Non-invasive spatiotemporal spinal neuromodulation targeting dorsal roots improves paretic leg motor control during walking in persons with stroke.

Abstract

Individuals post-stroke demonstrate impaired motor control and muscle weakness in the paretic leg interfering their mobility. We aimed to determine whether applying spatiotemporally controlled transcutaneous spinal cord stimulation (tSCS), when combined with constraint force induced forced use (CIFU), enhances paretic leg motor control during walking in individuals post-stroke. Thirteen individuals with stroke (age: 64.2 ± 7.1 years old; time post stroke: 14.1 ± 6.1 years) were tested in a crossover design under two conditions: active vs sham tSCS during CIFU treadmill walking (tSCS+CIFU vs sham+CIFU). In both conditions, CIFU treadmill walking was performed with constraint force applied to the non-paretic leg during swing phase of gait. For the active condition, tSCS was delivered at L4 during the swing phase (80 Hz) and at S1 during the stance phase (30 Hz) of the paretic leg, filled with a carrier frequency of 9.5 kHz.
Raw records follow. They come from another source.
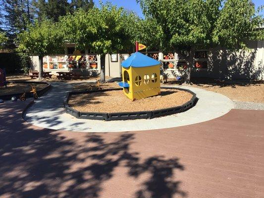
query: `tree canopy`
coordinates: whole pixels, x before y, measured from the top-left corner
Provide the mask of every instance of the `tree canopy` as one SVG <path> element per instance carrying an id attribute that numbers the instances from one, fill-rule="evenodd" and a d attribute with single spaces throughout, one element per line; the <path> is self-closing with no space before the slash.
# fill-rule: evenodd
<path id="1" fill-rule="evenodd" d="M 17 36 L 17 41 L 19 44 L 17 51 L 39 56 L 39 80 L 42 78 L 43 56 L 61 52 L 64 43 L 58 25 L 48 19 L 28 24 L 26 30 Z"/>
<path id="2" fill-rule="evenodd" d="M 190 78 L 195 50 L 220 46 L 245 48 L 249 40 L 263 34 L 263 23 L 250 0 L 137 0 L 147 17 L 163 31 L 163 50 L 185 58 L 185 80 Z"/>
<path id="3" fill-rule="evenodd" d="M 43 57 L 61 51 L 63 35 L 57 24 L 50 20 L 29 24 L 26 30 L 17 36 L 17 50 Z"/>
<path id="4" fill-rule="evenodd" d="M 4 32 L 0 32 L 0 49 L 4 46 L 5 42 L 7 41 L 7 38 Z"/>
<path id="5" fill-rule="evenodd" d="M 60 19 L 65 40 L 79 50 L 91 49 L 98 54 L 116 52 L 131 44 L 126 27 L 136 18 L 122 8 L 107 3 L 85 11 L 79 9 Z"/>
Spatiotemporal gait parameters, muscle activity, and propulsive force were assessed. Participants showed greater increases in paretic step length and step height in the tSCS+CIFU condition compared to the sham+CIFU condition, while showed prolonged paretic stance time in both conditions. The tSCS+CIFU condition also showed significantly less foot path variability of the paretic leg compared to sham+CIFU. Muscle synergy analysis revealed increased muscle weightings in plantarflexion, dorsiflexion, and hip/knee extension synergies of the paretic leg in both conditions. Propulsive force of the paretic leg showed no change in both conditions. In conclusion, applying spatiotemporally controlled tSCS during CIFU treadmill walking may enhance paretic leg motor control in individuals post-stroke.